Could anyone else feel that? We are wading in a tomb, a sacredness fills our nostrils and trillions of voices transmute through the clear water. “Those that chose the sea” is what they are called. I know they chose this instead of the carnage that awaited them on land-locked shores and thriving plantations. I know they chose to go together into that great blue, and I know that some did not choose this at all. If the options are death or death, then the scope of your choices are narrower, aren’t they? But being here, feeling here… I listened and they told me something that I did not know. That there are those who chose the sea twice. 

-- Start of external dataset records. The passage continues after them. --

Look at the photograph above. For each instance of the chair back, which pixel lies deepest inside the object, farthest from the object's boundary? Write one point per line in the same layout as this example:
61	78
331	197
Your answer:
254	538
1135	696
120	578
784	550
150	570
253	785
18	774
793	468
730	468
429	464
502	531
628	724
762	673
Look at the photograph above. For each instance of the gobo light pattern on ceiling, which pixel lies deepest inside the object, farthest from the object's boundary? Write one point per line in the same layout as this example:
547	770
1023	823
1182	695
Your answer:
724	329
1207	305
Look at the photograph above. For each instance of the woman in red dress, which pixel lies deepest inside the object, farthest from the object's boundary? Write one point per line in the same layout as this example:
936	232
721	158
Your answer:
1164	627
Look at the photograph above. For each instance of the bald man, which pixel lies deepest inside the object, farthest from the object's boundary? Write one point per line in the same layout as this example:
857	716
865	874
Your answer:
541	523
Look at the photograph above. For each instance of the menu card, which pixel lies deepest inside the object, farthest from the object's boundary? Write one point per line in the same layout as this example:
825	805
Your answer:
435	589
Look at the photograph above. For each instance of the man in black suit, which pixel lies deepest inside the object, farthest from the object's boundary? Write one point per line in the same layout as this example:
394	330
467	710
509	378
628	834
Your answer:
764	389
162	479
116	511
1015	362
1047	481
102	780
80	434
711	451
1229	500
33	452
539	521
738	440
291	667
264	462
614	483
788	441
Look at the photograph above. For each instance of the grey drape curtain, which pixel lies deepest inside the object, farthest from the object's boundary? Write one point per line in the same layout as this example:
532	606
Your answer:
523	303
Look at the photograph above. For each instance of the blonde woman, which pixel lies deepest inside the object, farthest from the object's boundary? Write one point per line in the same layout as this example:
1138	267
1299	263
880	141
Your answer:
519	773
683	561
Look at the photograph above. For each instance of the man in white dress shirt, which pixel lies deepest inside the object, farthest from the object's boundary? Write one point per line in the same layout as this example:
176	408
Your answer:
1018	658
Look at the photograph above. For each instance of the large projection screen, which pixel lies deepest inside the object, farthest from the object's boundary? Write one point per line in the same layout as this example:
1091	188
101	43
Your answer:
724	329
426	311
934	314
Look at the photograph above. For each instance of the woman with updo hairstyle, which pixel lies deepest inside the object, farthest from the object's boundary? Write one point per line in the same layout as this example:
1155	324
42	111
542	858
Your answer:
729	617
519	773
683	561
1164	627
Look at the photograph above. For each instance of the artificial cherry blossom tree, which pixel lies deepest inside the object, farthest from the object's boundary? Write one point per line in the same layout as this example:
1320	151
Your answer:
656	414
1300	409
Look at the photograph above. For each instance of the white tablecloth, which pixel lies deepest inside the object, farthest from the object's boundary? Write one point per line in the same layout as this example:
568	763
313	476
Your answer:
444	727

In the nighttime, there are flashes of lightning both below and above the ocean floor. I see highlighted spots of white light that soften before they disappear. It’s when the sky and sea are colored in the same ink that I hear the sirens call, reaching me in frequencies that are as irrestible and clear as yearning. Something below my collarbones responds and erupts into its own song, and in this moment I, too, wish to be loosened and washed away. Registering a return of my gaze, it’s with monumental effort that I turn my back to the blackened sea, with a twisting feeling similar to the ache of loss.

I am in love, of course. 

This sea is my kin, my most recent ancestors, the last vestiges I have of my heritage. No, I may not visit a family tomb, but is this not a mausoleum? 

No, I may not look up family records, but do I not feel marriage in the water and the moon?

I listened and they told me. They chose the sea, twice.